Benefits of basin-wide visibility
Today, Chevron has a revenue interest in one of every five Permian wells, giving the company visibility into operations and data across the basin. Leveraging technology and artificial intelligence (AI), Chevron unlocks insights from this data to improve decision-making and performance. Linking AI to this broad presence allows for:
- Improved well design and execution
- Reduced costs
- Enhanced decision-making
“We’ve taken a strategic approach to developing our Permian Basin assets,” said Bruce Niemeyer, Chevron’s president of shale and tight. “The scale we’ve established diversifies risk and provides key insights we can leverage to improve efficiency and performance.”
Chevron’s legacy in the Permian began in the 1920s with vertical wells drilled across the Delaware and Midland basins
An advantaged portfolio
Legacy mineral rights, joint ventures and operated assets across its more than 2-million-acre footprint make Chevron’s position in the Permian uniquely valuable.
This is due in part to its distinct royalty advantage. This means that Chevron pays lower royalty rates on oil and gas produced from this land. Or in the cases where Chevron owns mineral rights, it receives payment or barrels for associated royalty interests. Royalty barrels account for 15% of total production, making Chevron the largest pure royalty producer in the region.
A key to Chevron’s competitive playbook is balancing the trifecta of ownership, partnerships and control in one of the most important oil-production regions in the world.
- Operated assets: These assets represent approximately 50% of Chevron’s Permian production. Operated wells benefit from Chevron’s repeatable, scalable factory model.
- Non-operated joint ventures: Chevron holds an interest in non-operated joint ventures (NOJVs) across the Permian. Operating companies provide NOJV reports to Chevron for more than 10,000 wells. This provides Chevron with an information advantage.
- Mineral rights: Chevron earns a portion of production revenue from land it holds mineral rights to without having to operate or invest in drilling the wells.

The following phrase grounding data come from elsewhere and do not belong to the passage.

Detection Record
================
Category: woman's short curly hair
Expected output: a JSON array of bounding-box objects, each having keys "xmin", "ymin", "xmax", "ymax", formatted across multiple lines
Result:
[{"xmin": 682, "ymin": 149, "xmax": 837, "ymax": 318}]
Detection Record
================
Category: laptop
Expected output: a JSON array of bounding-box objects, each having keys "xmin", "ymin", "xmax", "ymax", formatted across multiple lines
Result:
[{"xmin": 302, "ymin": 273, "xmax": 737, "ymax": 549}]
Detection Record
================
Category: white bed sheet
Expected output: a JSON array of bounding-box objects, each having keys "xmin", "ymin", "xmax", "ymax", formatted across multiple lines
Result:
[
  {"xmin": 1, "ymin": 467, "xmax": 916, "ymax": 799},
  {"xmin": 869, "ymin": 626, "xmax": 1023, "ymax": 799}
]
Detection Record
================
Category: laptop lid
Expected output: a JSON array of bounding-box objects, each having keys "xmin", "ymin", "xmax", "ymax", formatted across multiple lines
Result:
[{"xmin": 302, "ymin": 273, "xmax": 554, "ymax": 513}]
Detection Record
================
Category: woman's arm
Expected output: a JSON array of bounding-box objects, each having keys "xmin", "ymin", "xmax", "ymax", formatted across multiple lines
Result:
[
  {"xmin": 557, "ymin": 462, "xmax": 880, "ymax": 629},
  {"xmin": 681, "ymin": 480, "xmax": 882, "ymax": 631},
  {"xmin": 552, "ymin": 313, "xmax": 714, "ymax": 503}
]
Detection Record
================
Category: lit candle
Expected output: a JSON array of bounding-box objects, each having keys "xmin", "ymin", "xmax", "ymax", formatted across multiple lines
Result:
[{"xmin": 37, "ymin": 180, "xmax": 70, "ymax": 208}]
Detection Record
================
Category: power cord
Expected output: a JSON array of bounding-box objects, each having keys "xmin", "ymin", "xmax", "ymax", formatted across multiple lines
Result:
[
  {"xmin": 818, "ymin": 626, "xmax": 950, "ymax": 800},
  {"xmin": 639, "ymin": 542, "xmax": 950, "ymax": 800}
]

“It’s not just our long-standing legacy. It’s a strategic asset where we leverage our experience and advantages to generate long-term value for shareholders,” Neal said. “Our factory model approach and technological innovation enable us to deliver safe, reliable and efficient production.”
Unlocking value
Chevron is shifting from growth to cash generation in the Permian Basin. The company aims to maintain production at 1 million barrels of oil-equivalent (BOE) per day through 2040. (The linked article is subject to a paywall restriction.)
Through the years, a wide range of technologies has reduced costs and decreased cycle times. A recent example is hydraulically fracturing two—or three—Permian wells simultaneously.
As Chevron has grown operations in the Permian, it continues to get more from the region by:
- Increasing production at a lower capital expenditure, focusing on free cash flow and efficiencies that support higher returns. For example, using advanced drilling techniques and high-pressure gas lifts can help Chevron get more from its assets.
- Growing with 40% fewer rigs than Chevron’s plans contained a few years ago.
- Driving higher estimated ultimate recoveries (EURs) per well by optimizing well spacing, landing zones and completion designs, resulting in an approximately 53% increase in EURs over the past 10 years.